You can think of the same sort of data that would compress nicely into a ZIP file, such as my CSVs of stock data above, which were compressible from 20GB to 3.3GB, as being the same sort of data that compresses nicely by SandForce and other SSD controllers that use similar technologies. Anything repetitive will compress well; this also includes workloads made up of non-random data that many synthetic benchmarks will generate.

You might wonder at this point, "If write compression was developed to solve problems that have been subsequently addressed by better NAND, why are we still talking about it?" There are still real-world benefits in some cases, and a number of manufacturers have done things like combine multiple SandForce controllers in RAID to maximize performance.

Using a 240GB ASUS ROG RAID Express PCIe SSD, which is equipped with dual SandForce SF-2281 controllers in RAID-0, I ran some quick tests illustrating how write performance falls apart where uncompressible data is used by benchmarking the time to copy 9.85GB of different types of data:

Article Image

Looking at copy times isn’t the most scientific example (though these are the average times across 3 runs), but we can see a very clear difference here. We can copy 9.85GB of highly-compressible data generated by a synthetic benchmarking tool (zeroes) in less than half the time of a ZIP file of the same size. The CSVs of stock data I used are very compressible examples of real-world data, but even here, performance is drastically reduced as compared to the best-case synthetic data.

TRIM: Taking out the Trash

All modern SSDs and operating systems support TRIM, which is essential to keep SSDs humming along in regular use. You may also see the same functionality referred to as SCSI UNMAP, if you’re running certain RAID controllers or a drive that has one built-in.

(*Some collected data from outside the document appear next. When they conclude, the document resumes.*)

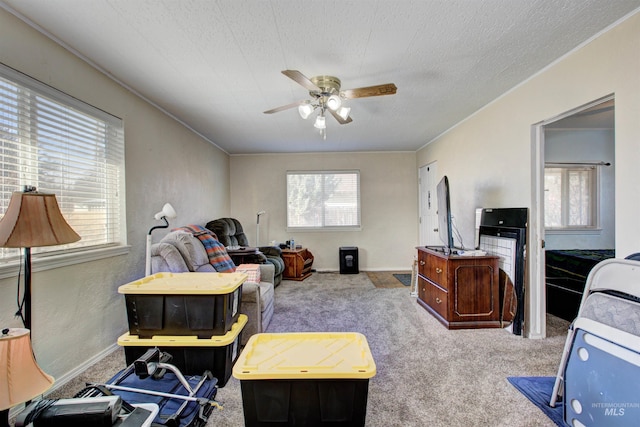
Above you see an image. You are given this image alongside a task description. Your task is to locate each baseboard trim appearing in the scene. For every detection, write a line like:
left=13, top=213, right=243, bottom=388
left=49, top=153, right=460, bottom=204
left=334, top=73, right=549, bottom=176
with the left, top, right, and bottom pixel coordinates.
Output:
left=46, top=343, right=121, bottom=396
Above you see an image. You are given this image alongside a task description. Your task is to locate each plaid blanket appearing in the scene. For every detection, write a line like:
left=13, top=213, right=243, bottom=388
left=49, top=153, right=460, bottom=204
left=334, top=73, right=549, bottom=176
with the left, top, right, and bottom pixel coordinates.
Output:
left=175, top=224, right=236, bottom=273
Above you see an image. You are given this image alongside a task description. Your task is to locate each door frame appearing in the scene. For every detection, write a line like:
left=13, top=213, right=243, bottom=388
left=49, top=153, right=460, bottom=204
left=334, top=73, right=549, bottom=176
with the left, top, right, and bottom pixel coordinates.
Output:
left=529, top=94, right=614, bottom=339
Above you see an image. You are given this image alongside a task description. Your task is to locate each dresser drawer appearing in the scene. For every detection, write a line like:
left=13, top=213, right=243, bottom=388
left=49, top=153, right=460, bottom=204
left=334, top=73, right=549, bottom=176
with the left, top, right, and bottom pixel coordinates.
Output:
left=422, top=255, right=448, bottom=288
left=417, top=250, right=429, bottom=277
left=419, top=276, right=448, bottom=320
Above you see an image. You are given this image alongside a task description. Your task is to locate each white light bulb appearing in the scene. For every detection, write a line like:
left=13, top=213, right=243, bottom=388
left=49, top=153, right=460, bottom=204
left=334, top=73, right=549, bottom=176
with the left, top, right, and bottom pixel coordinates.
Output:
left=326, top=94, right=341, bottom=111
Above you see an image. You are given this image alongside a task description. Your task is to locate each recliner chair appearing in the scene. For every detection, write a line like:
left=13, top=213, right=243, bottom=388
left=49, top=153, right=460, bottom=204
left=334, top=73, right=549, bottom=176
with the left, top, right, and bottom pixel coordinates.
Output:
left=206, top=217, right=285, bottom=287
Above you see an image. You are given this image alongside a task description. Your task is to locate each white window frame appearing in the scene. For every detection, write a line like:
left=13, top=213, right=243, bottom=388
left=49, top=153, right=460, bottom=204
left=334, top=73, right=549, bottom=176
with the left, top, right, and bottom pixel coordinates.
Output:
left=286, top=170, right=361, bottom=231
left=544, top=164, right=600, bottom=233
left=0, top=63, right=128, bottom=278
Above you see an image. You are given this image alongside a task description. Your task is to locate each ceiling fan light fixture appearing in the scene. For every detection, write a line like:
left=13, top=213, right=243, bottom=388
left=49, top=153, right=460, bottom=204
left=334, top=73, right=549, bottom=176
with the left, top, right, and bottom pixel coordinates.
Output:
left=326, top=94, right=341, bottom=111
left=298, top=102, right=313, bottom=119
left=337, top=106, right=351, bottom=121
left=314, top=114, right=326, bottom=130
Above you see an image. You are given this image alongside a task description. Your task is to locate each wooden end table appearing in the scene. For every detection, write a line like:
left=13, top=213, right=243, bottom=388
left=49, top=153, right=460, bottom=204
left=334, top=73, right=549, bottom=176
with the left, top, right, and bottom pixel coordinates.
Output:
left=281, top=248, right=314, bottom=281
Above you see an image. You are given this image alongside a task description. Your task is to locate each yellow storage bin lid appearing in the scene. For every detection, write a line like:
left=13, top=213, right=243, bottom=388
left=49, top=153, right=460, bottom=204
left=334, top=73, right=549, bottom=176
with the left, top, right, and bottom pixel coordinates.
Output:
left=118, top=272, right=247, bottom=295
left=233, top=332, right=376, bottom=380
left=118, top=314, right=247, bottom=347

As disused blocks of formerly-occupied memory build up, TRIM acts as a smart garbage collection process that cleans up and restores these blocks to their original state. Before TRIM was commonplace, SSD performance would permanently degrade with heavy use; something to keep in mind if using RAID, as it’s still not supported across all RAID controllers.

Most SSD manufacturers now provide utilities to perform a "secure erase" of a drive, which will delete all of its contents as well as performing drive-wide garbage collection. Others, such as Intel, have optimization tools that will just force garbage collection without destroying data. Mostly, however, TRIM garbage collection is supposed to take place in the background.

I don’t want to keep beating up on SandForce, but it’s well-known that the TRIM process takes some time to restore performance on SandForce-powered drives. It’s difficult to quantify performance consistency in the real world; that point where you’re doing something fairly disk-intensive, and then have to wonder why it’s suddenly taking so long. Anecdotally, I find myself hitting this point with SandForce drives when doing things that shouldn’t be all that taxing. Steady-state testing, while not a perfect proxy of this scenario, demonstrates that performance of these drives often degrades if not given time to "rest" and allow TRIM to run.